Sentì la sua furia crescere, mentre ripensava alla sua sposa, ancora così giovane e così bella ai suoi occhi, rimasta ad attenderlo in una casa che oramai era irraggiungibile, senza riuscire a pensare la sorte che le sarebbe toccata quando gli umani avessero raggiunto il villaggio. Pensò a quei gemelli che portava in grembo. A sua madre. A suo padre. Ai suoi fratelli e sorelle, ai suoi amici caduti in quella e nelle altre battaglie che avevano nutrito quella terra con il sangue di soldati valorosi, mischiato empiamente con quello di quei pavidi umani.

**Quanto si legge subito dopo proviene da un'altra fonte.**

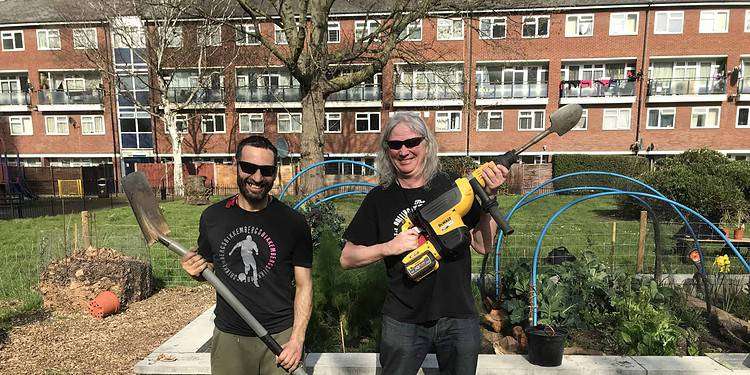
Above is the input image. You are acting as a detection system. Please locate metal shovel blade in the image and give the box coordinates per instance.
[122,172,169,245]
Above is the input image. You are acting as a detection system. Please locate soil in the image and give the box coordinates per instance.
[0,285,215,374]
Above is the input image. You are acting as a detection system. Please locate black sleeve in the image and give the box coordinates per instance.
[344,191,379,246]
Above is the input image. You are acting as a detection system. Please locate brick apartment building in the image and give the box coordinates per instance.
[0,0,750,181]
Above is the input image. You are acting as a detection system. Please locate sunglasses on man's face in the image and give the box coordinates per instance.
[385,137,424,150]
[237,160,276,177]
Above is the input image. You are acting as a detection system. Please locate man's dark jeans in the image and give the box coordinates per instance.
[380,316,481,375]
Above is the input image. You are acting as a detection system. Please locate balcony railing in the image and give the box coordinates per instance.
[394,83,464,100]
[477,82,547,99]
[648,77,727,95]
[167,87,224,104]
[38,90,103,105]
[560,79,636,98]
[328,84,381,102]
[235,86,301,103]
[0,91,29,105]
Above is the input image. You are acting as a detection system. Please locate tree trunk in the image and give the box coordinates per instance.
[299,84,325,195]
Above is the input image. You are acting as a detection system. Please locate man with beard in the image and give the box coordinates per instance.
[182,136,312,375]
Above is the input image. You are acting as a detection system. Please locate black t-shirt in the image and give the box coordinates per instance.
[344,173,481,323]
[198,196,312,336]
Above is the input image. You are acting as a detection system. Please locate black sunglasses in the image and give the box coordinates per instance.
[237,160,276,177]
[385,137,424,150]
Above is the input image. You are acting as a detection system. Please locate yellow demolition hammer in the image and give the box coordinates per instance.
[401,104,583,281]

Vide i suoi nemici avanzare in una falange compatta verso di lui.
Li fissò, senza fermare le lacrime, il volto trasformato in una maschera di odio e rabbia.
Urlò, sfidandoli.

Infine alzò la spada al cielo, chiedendo al suo dio di aiutare quel suo figlio disperato.
Implorandolo di impedire che quei maledetti raggiungessero la sua sposa, suo padre e sua madre.
Ed il suo dio l'ascoltò.

"Risplendevano le armature
Gli scudi e le lame dorate
Brillavano,
alla luce del sole

La legione sconfitta
L'ultima difesa distrutta
La via verso la capitale aperta
La nostra fine ormai giunta

Ma lui resisteva
Mille nemici da solo affrontava
Splendente nella sua armatura
Glorioso nelle insegne del dio

Le lacrime gli scivolavano dagli occhi
Il suo cuore piangeva dolore
Il volto era una maschera d'ira
La lama innalzata verso le stelle

Il dio lo prese tra le sue braccia
Consolò la sua anima distrutta
Accarezzò la sua lama alzata
E guardandolo, annuì

E fiamme caddero dal cielo
Fiamme sorsero dal terreno
Fiamme di ogni colore
Portando di Ath'Nor lo splendore"
[Epilogo del poema di R'van di Athar, eroe dei popoli di Felaria,
15000 anni fa quasi annientati dall'impero di Arcadia]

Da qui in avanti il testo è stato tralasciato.